A curious object known as a strigil makes an appearance in the gallery. It is a hook shaped bronze tool, resembling a large shoe horn, that was used by athletes in ancient Rome and Greece to scrape the grime and sweat off their bodies. The strigil is presented on a wall opposite another piece that shares the title of the show: Spinario-A Splinter Forever. This piece consists of a large wrinkled sheet of synthetic rubbery material, vaguely resembling some type of ‘skin’, that is pinched under a gigantic sculpted splinter. These pieces, with the skin and the strigil, both speak to the idea of a protective barrier in one’s life, and the painstaking act of peeling it away in order to reveal an inner truth.
Spinario is the name most commonly given to a particular Hellenistic bronze sculpture of a boy tending to a wound on his foot. While the actual meaning of the sculpture is unknown, it is widely speculated that the young boy is a messenger who dutifully carried out his tasks until finally removing a painful splinter from his foot at the end of his work day. Qwist writes about how Spinario became the emblem of his exhibition, and serves as a symbol of self-improvement:
“There is a lot of mystery surrounding this sculpture and what we do know about it could very well be hearsay. I relate to this boy. He has gone to great lengths to help everyone around him, while neglecting himself. Even his history is up for debate and out of his control. I was inspired to pay homage to this boy in a way, and also use him as a device to dig into my own past.”

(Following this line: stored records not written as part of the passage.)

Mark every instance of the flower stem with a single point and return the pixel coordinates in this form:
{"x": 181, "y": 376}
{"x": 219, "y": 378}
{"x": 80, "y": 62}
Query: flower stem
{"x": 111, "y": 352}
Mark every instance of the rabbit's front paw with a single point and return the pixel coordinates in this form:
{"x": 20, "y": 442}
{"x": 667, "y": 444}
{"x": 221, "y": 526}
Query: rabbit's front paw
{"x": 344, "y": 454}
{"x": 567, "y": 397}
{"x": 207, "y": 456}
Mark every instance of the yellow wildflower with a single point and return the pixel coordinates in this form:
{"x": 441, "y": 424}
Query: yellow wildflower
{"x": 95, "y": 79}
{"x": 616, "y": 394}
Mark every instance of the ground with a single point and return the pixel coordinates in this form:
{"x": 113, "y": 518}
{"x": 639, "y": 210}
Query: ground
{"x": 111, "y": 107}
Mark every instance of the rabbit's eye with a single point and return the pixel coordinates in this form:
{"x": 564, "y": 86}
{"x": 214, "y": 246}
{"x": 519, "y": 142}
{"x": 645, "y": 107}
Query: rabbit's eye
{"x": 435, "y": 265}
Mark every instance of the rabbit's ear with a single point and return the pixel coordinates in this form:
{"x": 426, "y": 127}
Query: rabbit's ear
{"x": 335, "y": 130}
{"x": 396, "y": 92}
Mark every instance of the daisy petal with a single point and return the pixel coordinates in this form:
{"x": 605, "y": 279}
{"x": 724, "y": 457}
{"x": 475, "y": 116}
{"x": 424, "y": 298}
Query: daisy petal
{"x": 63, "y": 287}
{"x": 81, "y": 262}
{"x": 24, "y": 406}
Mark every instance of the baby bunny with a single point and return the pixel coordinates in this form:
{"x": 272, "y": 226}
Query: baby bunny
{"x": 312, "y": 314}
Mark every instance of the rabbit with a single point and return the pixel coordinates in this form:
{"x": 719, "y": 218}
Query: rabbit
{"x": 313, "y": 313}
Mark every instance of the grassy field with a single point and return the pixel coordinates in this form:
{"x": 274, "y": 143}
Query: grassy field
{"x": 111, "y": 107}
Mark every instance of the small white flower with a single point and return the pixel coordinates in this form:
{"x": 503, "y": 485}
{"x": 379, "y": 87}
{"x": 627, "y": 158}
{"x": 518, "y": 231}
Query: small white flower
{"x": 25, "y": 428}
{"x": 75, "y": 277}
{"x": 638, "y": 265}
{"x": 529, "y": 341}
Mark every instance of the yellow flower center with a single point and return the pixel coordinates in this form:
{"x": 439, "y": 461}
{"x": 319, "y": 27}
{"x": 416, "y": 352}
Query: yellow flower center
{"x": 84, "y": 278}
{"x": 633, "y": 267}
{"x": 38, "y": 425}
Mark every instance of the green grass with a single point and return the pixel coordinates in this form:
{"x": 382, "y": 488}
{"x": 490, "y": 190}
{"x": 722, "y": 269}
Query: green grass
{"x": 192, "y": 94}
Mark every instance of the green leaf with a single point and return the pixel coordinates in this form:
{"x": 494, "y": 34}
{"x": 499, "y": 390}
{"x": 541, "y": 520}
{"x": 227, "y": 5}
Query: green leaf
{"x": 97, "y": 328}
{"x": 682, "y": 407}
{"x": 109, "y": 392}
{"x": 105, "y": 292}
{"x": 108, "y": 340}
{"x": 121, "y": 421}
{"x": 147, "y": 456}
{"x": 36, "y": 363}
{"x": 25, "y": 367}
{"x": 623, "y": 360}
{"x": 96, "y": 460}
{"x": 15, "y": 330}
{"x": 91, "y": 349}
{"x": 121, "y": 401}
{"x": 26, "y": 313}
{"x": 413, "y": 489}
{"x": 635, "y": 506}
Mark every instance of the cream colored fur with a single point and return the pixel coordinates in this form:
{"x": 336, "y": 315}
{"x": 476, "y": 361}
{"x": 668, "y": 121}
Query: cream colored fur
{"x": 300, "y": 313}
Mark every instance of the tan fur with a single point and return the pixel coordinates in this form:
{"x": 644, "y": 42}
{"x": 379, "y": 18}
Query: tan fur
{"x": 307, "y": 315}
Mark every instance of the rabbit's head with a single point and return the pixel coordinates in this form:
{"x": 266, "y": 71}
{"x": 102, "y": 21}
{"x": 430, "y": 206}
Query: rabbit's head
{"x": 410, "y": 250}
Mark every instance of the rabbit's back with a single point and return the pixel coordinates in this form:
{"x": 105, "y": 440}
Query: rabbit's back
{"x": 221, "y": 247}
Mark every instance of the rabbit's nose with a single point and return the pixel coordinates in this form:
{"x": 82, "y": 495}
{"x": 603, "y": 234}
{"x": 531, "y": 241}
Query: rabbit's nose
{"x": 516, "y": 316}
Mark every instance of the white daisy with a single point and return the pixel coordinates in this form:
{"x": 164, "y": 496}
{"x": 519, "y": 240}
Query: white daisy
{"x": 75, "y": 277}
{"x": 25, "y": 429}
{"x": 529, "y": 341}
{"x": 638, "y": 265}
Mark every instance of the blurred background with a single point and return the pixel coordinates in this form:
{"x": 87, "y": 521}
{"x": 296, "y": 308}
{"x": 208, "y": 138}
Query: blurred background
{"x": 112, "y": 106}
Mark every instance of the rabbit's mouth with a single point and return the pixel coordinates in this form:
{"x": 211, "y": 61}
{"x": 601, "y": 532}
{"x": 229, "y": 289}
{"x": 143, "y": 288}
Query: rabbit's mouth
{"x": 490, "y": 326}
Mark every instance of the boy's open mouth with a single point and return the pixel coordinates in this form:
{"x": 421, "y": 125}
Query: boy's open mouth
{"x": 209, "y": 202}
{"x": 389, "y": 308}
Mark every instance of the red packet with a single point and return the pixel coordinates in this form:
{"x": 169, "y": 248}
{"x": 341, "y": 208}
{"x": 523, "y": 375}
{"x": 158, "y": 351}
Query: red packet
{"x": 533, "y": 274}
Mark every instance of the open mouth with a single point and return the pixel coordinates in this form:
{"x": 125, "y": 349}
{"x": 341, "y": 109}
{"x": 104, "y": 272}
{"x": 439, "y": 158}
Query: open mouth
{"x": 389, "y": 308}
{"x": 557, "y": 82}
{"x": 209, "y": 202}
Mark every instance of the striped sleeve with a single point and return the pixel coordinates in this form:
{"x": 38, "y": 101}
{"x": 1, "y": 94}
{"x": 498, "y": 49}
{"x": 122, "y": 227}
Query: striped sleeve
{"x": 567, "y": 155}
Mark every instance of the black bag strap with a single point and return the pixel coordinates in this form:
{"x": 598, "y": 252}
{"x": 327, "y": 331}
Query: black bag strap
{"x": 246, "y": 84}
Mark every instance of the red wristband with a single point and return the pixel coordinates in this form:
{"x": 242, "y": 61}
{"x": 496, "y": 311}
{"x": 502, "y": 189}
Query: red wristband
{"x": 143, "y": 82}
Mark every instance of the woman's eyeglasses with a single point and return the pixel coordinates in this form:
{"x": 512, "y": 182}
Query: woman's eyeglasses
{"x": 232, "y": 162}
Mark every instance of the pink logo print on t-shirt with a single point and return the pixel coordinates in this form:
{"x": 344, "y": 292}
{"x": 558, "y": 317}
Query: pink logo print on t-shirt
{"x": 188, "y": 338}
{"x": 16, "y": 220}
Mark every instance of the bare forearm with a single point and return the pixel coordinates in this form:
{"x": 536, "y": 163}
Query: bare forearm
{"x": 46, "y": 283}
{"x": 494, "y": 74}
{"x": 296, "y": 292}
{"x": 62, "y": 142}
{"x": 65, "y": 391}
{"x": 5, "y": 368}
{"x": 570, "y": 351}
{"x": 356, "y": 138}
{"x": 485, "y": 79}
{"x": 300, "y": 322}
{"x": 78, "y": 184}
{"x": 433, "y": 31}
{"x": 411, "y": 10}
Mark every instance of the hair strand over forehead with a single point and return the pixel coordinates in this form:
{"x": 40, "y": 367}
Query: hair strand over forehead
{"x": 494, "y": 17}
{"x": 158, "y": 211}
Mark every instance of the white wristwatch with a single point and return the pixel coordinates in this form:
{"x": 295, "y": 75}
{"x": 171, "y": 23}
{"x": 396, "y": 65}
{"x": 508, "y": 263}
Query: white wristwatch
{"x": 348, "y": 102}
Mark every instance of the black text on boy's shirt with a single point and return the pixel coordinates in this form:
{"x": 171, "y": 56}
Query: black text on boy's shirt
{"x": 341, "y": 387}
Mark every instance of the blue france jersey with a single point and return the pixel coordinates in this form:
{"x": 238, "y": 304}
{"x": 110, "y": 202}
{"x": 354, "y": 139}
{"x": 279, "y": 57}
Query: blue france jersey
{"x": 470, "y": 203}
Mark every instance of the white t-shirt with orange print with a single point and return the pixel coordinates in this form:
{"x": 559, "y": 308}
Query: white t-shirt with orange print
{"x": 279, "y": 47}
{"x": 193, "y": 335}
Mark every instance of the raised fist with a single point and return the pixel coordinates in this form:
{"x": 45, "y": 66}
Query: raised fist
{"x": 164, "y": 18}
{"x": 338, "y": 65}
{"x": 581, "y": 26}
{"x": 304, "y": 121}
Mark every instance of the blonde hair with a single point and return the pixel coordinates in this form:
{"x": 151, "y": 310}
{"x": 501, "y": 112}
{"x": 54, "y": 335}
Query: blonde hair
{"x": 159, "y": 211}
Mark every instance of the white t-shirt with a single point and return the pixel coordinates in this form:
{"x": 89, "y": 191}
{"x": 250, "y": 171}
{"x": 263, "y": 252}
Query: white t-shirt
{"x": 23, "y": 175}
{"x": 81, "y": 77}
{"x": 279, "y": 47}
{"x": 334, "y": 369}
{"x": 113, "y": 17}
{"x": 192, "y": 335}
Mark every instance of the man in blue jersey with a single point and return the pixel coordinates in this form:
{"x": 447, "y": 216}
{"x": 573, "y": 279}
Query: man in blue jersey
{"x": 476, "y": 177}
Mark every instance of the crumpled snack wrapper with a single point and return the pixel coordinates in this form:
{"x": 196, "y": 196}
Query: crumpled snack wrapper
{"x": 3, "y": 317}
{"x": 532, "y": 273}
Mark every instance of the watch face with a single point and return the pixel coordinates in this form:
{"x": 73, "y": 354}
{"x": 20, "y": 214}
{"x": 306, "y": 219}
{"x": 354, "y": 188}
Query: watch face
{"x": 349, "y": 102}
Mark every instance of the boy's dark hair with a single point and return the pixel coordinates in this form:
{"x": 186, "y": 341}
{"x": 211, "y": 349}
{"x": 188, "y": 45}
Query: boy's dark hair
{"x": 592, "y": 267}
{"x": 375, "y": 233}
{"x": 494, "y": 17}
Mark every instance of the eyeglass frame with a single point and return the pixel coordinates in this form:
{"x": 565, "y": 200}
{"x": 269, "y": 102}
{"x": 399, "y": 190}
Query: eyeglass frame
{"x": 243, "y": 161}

After visiting the exhibition, it became apparent to me that Qwist had used his time in the desert as a period of growth. On either end of the gallery were two series of photographs that give an example of the effect that this period has had on him. Of these photos Qwist writes:
“The two triptychs in the show, The Eleventh Hour and Slake, act as bookends. The exhibition is laid out so the viewer feels a sense of transition from one end of the room to the next. Eleventh hour has an urgency to it. An implied sense of impending loss or destruction that is relieved, at the last second. This is referring to my own constructed facade, held in place to guard me from vulnerabilities or the potential consequence that can come with transparency. Slake, offers up the antithesis to this idea. Naked and unguarded, I literally bathe in the reconstituting version of a piece that I blew up in the kiln. Owning my mistakes and nourishing my body with the lessons learned.”
The message here is that coming to terms with one’s faults, insecurities and the coping mechanisms one may use to counteract these difficult aspects of life can be painful. Though it may be difficult, this path leads to a more honest and genuine fulfillment of the human experience. In a world of insatiable vanity, toxic masculinity, this message could not be more poignant.
––Patrick Kingshill is a ceramic artist and designer who lives and works in Santa Fe, NM.
About the artist: After years working alongside his dad at the family bronze foundry, Joseph received his BFA from Colorado State University and his MFA from the University of Nebraska-Lincoln. In 2016, he was selected as an emerging artist by Ceramics Monthly and awarded a summer residency at the Archie Bray Foundation in Helena, Montana. Most recently, he was living in Southern California where he taught sculpture and ceramics at the University of Redlands and Chaffey College. Joseph has shown nationally and internationally, and last year was commissioned to create public works for the Davidson Sculpture Garden in Riverside, California and the New Belgium Brewing Company in Fort Collins, Colorado.